Hij is in mijn ogen. Daar is ‘ie lief, ongeduldig, koppig, vrij van gêne en nog niets dan trouw aan zichzelf. Ik vraag me af vanaf wanneer het mij iets kon schelen. Ergens in groep acht. Ik had een bril en een beugel en een broer die zich daardoor ontzettend van mij wilde ontdoen. Ook het dragen van mijn Oilily truien paste niet in het ‘overgang naar de middelbare school profiel’ en werd me licht dwingend afgeraden door arrogante basisschoolverlaters. In hun kielzog verplaatste de beugel zich vanuit mijn mond naar mijn bh en verruilde ik het rode uilenbrilletje voor contactlenzen. Dágen zat ik met de handspiegel, vol gespuugd met furieuze consumptie, mijn wenkbrauwen te plukken tot de nineties streepjes die het hoorden te zijn. Jarenlang gehoorzaamde ik zo zwijgend de massa en zijn modebeeld, de gemene meningen van tietloze tieners en uitspraken van lallende lulletjes op leeglopende schoolpleinen.

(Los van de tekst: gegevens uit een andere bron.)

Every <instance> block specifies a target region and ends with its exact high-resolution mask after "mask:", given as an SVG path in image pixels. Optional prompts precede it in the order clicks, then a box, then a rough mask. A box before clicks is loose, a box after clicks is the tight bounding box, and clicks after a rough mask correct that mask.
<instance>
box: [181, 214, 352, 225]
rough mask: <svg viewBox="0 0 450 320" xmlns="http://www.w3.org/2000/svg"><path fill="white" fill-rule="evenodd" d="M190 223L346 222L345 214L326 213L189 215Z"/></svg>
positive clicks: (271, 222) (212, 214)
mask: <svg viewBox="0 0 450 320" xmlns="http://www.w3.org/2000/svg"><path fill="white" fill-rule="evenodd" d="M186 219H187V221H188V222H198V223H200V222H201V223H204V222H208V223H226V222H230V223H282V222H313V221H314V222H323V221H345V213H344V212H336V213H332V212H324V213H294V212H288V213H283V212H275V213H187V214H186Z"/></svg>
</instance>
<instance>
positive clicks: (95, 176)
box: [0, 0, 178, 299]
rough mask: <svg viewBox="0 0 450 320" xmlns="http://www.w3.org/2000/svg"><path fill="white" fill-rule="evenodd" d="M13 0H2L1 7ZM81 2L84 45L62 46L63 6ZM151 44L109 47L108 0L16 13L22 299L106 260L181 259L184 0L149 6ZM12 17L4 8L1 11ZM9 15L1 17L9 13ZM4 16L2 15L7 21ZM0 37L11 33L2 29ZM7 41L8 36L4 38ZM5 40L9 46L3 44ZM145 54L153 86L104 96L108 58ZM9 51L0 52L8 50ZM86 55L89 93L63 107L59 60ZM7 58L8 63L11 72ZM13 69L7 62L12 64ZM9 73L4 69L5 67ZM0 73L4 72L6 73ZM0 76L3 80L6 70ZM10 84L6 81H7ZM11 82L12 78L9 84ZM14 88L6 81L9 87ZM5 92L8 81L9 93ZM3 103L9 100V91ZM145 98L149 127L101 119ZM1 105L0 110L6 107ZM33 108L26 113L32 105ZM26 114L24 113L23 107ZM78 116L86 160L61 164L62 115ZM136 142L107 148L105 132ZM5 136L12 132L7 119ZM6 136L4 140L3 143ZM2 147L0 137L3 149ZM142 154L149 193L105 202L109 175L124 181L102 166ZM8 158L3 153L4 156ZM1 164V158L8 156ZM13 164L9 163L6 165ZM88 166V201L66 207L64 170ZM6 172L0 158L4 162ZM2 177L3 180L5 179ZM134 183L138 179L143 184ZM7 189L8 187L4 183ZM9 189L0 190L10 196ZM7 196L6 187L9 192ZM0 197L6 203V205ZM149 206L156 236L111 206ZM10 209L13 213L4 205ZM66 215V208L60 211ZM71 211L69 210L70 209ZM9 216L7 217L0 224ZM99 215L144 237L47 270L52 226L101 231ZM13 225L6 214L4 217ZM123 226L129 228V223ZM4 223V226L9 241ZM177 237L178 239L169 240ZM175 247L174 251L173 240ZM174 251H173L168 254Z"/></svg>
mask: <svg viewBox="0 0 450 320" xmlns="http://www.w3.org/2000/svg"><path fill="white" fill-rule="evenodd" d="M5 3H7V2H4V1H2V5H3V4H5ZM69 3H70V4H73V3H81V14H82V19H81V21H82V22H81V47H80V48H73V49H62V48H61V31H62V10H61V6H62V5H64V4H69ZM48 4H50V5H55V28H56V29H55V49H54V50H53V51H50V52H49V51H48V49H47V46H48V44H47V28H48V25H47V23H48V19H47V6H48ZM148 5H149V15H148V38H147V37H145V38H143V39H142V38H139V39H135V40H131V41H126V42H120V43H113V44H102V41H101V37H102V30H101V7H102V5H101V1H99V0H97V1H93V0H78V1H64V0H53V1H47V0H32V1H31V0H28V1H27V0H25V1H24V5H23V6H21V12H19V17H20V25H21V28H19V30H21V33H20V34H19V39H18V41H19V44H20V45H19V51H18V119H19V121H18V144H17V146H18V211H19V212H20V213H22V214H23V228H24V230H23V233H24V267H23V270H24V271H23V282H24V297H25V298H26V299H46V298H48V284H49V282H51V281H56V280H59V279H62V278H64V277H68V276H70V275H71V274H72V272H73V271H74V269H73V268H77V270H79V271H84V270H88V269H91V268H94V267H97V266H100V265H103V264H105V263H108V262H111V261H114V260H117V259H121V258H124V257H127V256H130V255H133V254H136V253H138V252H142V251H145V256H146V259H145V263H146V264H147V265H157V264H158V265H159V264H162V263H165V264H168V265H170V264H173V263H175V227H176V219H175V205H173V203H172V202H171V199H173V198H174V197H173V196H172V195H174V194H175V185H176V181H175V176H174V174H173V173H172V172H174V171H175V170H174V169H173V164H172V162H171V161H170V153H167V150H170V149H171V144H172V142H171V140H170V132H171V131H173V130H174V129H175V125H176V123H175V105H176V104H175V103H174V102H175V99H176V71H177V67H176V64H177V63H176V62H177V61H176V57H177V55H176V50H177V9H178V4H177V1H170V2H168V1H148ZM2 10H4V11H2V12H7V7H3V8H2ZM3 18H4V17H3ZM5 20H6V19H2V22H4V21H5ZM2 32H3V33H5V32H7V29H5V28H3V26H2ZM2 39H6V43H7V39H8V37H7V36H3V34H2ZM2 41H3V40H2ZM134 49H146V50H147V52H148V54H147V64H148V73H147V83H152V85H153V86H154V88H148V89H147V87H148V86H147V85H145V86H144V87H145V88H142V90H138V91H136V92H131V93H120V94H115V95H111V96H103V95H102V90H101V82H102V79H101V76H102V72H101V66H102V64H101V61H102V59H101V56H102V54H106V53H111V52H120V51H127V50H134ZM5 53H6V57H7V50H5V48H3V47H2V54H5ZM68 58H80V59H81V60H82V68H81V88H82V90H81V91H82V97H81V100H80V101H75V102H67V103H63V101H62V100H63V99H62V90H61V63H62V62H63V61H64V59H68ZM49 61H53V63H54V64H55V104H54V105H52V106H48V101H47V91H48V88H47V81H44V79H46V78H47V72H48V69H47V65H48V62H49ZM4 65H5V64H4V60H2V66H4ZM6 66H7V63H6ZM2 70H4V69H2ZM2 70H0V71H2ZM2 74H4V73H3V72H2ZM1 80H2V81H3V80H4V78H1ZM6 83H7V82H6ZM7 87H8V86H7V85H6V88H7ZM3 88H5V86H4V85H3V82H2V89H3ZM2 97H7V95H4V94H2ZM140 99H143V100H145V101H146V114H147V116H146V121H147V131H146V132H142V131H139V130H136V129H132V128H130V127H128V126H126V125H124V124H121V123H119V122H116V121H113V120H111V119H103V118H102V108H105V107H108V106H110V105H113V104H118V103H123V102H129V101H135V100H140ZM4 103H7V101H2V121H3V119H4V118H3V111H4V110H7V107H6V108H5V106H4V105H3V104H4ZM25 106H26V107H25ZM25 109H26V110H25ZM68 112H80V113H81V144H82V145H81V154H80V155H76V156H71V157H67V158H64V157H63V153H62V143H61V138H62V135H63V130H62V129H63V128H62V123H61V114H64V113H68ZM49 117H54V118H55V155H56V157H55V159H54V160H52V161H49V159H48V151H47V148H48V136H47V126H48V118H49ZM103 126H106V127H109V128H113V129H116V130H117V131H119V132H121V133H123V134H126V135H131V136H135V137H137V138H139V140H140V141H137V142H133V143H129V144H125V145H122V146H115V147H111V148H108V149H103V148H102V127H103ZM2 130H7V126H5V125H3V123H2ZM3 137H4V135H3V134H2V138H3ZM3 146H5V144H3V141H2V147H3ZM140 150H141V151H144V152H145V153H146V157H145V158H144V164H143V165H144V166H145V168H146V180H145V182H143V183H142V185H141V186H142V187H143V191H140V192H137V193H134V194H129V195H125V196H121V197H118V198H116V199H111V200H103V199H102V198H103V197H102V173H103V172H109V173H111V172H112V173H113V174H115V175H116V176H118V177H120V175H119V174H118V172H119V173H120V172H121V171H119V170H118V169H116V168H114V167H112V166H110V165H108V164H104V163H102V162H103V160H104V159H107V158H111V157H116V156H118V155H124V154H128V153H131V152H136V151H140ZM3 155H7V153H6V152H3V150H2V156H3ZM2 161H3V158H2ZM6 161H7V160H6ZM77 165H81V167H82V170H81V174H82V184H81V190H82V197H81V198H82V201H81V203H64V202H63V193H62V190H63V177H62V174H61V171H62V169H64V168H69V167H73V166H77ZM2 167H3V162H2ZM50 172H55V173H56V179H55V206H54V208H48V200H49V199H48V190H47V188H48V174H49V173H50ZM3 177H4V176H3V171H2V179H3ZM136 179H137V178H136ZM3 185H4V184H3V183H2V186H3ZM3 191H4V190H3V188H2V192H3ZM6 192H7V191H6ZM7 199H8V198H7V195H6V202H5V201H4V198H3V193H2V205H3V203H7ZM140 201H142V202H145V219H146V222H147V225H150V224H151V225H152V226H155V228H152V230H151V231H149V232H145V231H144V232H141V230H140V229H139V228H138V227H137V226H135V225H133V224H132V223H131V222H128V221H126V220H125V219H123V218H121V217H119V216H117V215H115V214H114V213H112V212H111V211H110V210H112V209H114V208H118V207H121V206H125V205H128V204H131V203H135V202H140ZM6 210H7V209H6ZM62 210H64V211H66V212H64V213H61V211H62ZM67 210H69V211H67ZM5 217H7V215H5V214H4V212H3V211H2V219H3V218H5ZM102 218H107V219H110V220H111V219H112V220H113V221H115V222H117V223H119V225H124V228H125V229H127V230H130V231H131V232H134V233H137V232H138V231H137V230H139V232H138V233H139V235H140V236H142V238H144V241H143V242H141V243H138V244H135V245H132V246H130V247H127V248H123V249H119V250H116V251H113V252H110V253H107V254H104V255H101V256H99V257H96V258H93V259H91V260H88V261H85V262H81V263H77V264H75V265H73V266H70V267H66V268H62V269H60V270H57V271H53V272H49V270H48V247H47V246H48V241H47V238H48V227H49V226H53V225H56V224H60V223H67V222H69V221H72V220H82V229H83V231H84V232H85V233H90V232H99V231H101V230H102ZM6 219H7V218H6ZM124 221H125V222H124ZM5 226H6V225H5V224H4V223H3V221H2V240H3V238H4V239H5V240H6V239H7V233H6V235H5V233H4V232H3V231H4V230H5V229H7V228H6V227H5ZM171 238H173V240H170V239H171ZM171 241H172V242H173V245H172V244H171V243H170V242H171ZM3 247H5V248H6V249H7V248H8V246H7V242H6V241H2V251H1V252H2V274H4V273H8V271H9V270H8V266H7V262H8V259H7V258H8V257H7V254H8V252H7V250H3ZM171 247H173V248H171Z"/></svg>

Ze was één van de mooiste meisjes van de hele school in de ogen van iedereen die ik kende. Haar diepbruine haren omrandden haar diepbruine ogen. Die dag kruiste het zich, dat cyaan en dat diepbruine. “Mijn haar zit vast gek,’ dacht ik nog. Maar ze stond op, liet haar vriendinnen achter zich en beende richting mij? Ja, mij. Van dichtbij was ze nóg mooier en even dreigden haar woorden op te gaan in mijn licht nijpende jaloezie. ‘Die schoenen staan je súpergaaf!’ zei zij? Ja, zij.
De voor velen onbenullig lijkende, maar juist levensveranderende opmerking van de blakende brunette zette zich dan en daar vast in mijn wiebelige wezen. Voor het geven van een welgemeend compliment gold vanaf toen: Bij twijfel, altijd doen.
‘In mijn ogen ben je een fijn kind, weet je dat?’ fluister ik. Het kontje wiebelt in mijn schoot, waarna de zomerdag in zacht gesnurk van hem afglijdt.